Der Unterschied zwischen einem Therapiehund und einem Assistenzhund liegt vor allem in Ziel, Ausbildung und Einsatzbereich. Ein Therapiehund unterstützt therapeutische Maßnahmen in Einrichtungen oder an Personen gebunden und arbeitet mit verschiedenen Menschen.
Ein Assistenzhund hingegen ist speziell für eine einzelne Person mit Behinderung ausgebildet und unterstützt sie im Alltag, etwa durch das Öffnen von Türen, das Anzeigen von Geräuschen oder das Begleiten im Straßenverkehr. Während Therapiehunde meist nur im Rahmen organisierter Einsätze arbeiten, dürfen Assistenzhunde ihre Bezugsperson in vielen Alltagssituationen begleiten. Einem Assistenzhund den Zutritt zu bestimmten Orten zu verweigern, ist meist nicht gestattet.
Je nach Quelle unterscheiden sich Therapiehunde von Begleithunden. Während erstere im engeren Sinne als Unterstützung von therapeutischen Berufen tätig sind (also eine tatsächliche Therapie begleiten) können Begleithunde auch ohne therapeutischen Zusammenhang eingesetzt werden sowie in Kindergärten, Seniorenheimen und Behinderteneinrichtungen. Die Grenzen ihrer Tätigkeit verschwimmen jedoch stark. Beispielsweise werden ehrenamtliche Therapiehundeteams meistens in beiden Bereichen eingesetzt.
Was macht ein Therapiehund?
Therapiehunde spielen wichtige Unterstützerrollen in verschiedenen therapeutischen Kontexten. Klassisch sind ehrenamtliche Therapiehundegruppen, die immer aus einem Hund und seiner Bezugsperson bestehen. Auf Anfrage kommen sie zu Gesundheitseinrichtungen, Pflegeheime oder zu pflegebedürftigen nach Hause. Sie begleiten therapeutische Maßnahmen und unterstützen Zielpersonen. Zu ihren Tätigkeiten gehören etwa gemeinsames Spielen, das Animieren zu Bewegungsübungen, das Fördern von Sprache und Konzentration sowie das Schaffen von Nähe und Vertrauen durch Körperkontakt.

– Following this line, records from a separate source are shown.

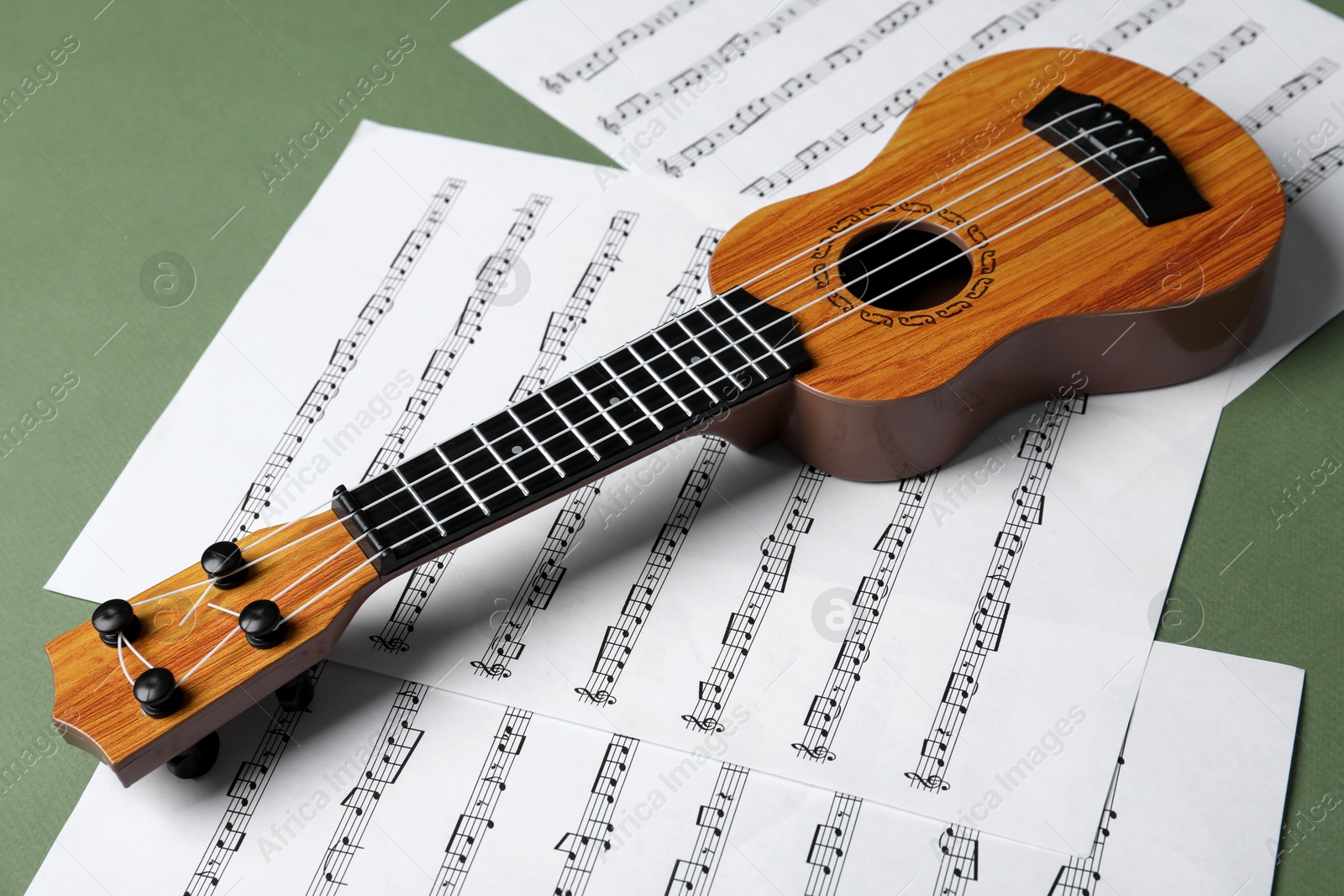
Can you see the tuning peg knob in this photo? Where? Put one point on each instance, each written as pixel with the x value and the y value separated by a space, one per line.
pixel 116 617
pixel 223 562
pixel 158 692
pixel 262 624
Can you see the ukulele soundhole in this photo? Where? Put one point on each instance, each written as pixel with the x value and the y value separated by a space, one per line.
pixel 904 270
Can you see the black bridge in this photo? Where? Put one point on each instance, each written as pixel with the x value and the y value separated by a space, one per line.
pixel 1144 174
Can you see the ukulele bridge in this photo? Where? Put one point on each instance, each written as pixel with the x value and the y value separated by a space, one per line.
pixel 1110 144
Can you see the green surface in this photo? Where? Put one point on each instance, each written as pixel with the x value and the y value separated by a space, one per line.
pixel 154 136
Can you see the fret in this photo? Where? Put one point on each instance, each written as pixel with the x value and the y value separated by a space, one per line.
pixel 656 382
pixel 541 448
pixel 577 407
pixel 577 434
pixel 490 446
pixel 602 410
pixel 412 492
pixel 628 392
pixel 577 427
pixel 687 369
pixel 721 347
pixel 711 355
pixel 477 468
pixel 465 483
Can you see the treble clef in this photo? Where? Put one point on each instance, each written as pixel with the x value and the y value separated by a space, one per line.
pixel 390 644
pixel 709 723
pixel 496 671
pixel 820 752
pixel 931 782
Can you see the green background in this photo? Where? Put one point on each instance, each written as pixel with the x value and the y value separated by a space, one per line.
pixel 154 136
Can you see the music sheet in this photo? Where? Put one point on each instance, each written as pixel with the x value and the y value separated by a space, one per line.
pixel 732 107
pixel 470 797
pixel 858 634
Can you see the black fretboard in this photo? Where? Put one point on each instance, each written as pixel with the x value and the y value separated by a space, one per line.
pixel 680 374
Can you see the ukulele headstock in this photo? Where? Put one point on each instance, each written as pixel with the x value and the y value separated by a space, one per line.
pixel 311 571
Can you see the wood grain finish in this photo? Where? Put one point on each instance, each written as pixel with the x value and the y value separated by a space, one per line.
pixel 94 703
pixel 894 394
pixel 1085 291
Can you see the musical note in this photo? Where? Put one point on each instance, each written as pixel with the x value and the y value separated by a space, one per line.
pixel 891 107
pixel 754 110
pixel 593 63
pixel 770 578
pixel 1316 172
pixel 712 822
pixel 382 768
pixel 1142 19
pixel 248 516
pixel 472 825
pixel 585 846
pixel 244 792
pixel 960 848
pixel 1079 875
pixel 984 631
pixel 618 641
pixel 1241 36
pixel 707 69
pixel 1288 94
pixel 870 600
pixel 444 360
pixel 830 844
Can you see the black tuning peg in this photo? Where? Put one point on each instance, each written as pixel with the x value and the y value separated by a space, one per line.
pixel 223 562
pixel 158 692
pixel 262 624
pixel 197 759
pixel 116 617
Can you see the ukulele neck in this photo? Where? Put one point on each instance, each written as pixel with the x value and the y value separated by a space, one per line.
pixel 644 394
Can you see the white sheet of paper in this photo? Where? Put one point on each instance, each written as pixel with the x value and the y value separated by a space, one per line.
pixel 726 102
pixel 479 799
pixel 642 602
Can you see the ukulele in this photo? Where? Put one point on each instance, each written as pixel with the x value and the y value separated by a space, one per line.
pixel 1038 215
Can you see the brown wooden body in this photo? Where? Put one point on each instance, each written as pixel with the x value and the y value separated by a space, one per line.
pixel 93 701
pixel 895 394
pixel 1084 291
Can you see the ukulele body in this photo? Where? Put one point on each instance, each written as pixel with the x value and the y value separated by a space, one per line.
pixel 1032 305
pixel 1082 298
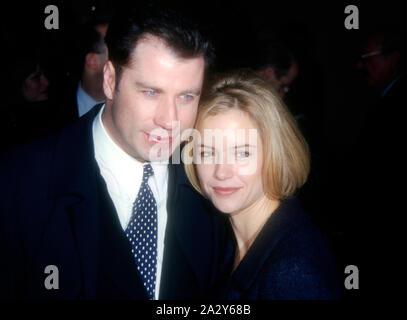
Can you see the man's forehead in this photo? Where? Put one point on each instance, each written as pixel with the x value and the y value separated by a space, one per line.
pixel 151 44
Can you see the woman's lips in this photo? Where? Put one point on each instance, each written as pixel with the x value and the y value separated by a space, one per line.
pixel 225 191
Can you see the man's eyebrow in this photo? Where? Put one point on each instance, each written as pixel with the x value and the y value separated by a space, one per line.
pixel 196 92
pixel 144 85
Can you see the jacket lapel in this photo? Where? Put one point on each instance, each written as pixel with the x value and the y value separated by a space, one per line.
pixel 73 186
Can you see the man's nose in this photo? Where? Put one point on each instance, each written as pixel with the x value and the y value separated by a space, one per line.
pixel 166 113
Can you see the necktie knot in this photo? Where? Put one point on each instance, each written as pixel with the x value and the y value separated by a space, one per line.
pixel 147 172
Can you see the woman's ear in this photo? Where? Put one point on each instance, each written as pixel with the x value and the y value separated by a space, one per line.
pixel 109 80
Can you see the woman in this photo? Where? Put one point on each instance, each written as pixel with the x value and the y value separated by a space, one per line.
pixel 249 159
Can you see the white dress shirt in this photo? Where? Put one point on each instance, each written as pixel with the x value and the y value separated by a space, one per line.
pixel 85 102
pixel 123 176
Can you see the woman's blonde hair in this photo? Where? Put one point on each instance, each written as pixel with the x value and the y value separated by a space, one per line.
pixel 286 161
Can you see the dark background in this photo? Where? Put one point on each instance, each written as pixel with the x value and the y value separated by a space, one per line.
pixel 329 88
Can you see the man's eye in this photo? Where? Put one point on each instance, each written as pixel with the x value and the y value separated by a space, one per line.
pixel 150 93
pixel 206 154
pixel 187 97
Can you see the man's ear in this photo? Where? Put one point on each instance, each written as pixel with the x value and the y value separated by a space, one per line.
pixel 109 80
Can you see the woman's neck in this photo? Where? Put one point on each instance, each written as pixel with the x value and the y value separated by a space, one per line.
pixel 247 224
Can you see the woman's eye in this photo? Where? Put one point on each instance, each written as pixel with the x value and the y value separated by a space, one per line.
pixel 206 154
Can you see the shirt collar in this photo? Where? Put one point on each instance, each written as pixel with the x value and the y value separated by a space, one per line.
pixel 124 168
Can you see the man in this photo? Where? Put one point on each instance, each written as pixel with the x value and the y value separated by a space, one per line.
pixel 89 202
pixel 378 163
pixel 277 65
pixel 87 88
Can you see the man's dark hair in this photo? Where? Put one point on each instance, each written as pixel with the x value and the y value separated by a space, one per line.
pixel 183 36
pixel 276 55
pixel 393 40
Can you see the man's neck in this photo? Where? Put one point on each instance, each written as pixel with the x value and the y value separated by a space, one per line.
pixel 93 87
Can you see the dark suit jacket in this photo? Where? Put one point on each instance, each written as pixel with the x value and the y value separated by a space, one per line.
pixel 288 260
pixel 55 210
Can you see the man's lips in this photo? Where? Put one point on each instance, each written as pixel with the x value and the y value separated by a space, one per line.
pixel 159 139
pixel 225 191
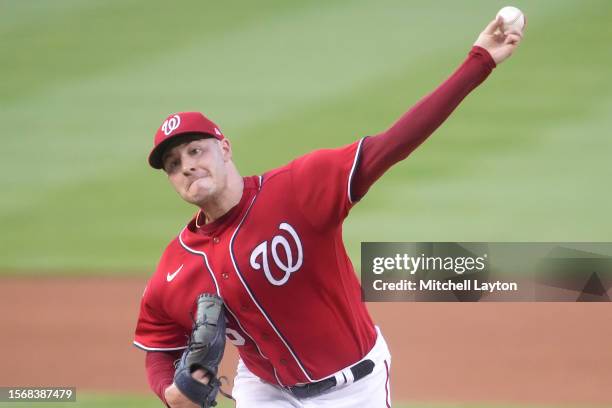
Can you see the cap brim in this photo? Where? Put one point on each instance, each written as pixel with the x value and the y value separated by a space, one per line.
pixel 156 155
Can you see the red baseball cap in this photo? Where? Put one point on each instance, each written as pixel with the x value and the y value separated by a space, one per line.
pixel 178 124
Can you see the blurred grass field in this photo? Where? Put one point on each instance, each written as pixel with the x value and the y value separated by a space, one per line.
pixel 94 400
pixel 85 84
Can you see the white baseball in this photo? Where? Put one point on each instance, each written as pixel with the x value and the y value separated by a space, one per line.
pixel 514 19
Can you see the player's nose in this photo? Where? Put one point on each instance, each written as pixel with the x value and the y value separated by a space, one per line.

Je nach Hundecharakter und Ausbildung sind sie dabei für aktive Animation verantwortlich oder spiegeln die Emotionen und Bedürfnisse. Immer häufiger gibt es auch (meist psychotherapeutische) Praxen und Einrichtungen, die einen Therapiehund fest in ihrem Team integriert haben, die bei Interesse von Behandelten die Therapie unterstützen.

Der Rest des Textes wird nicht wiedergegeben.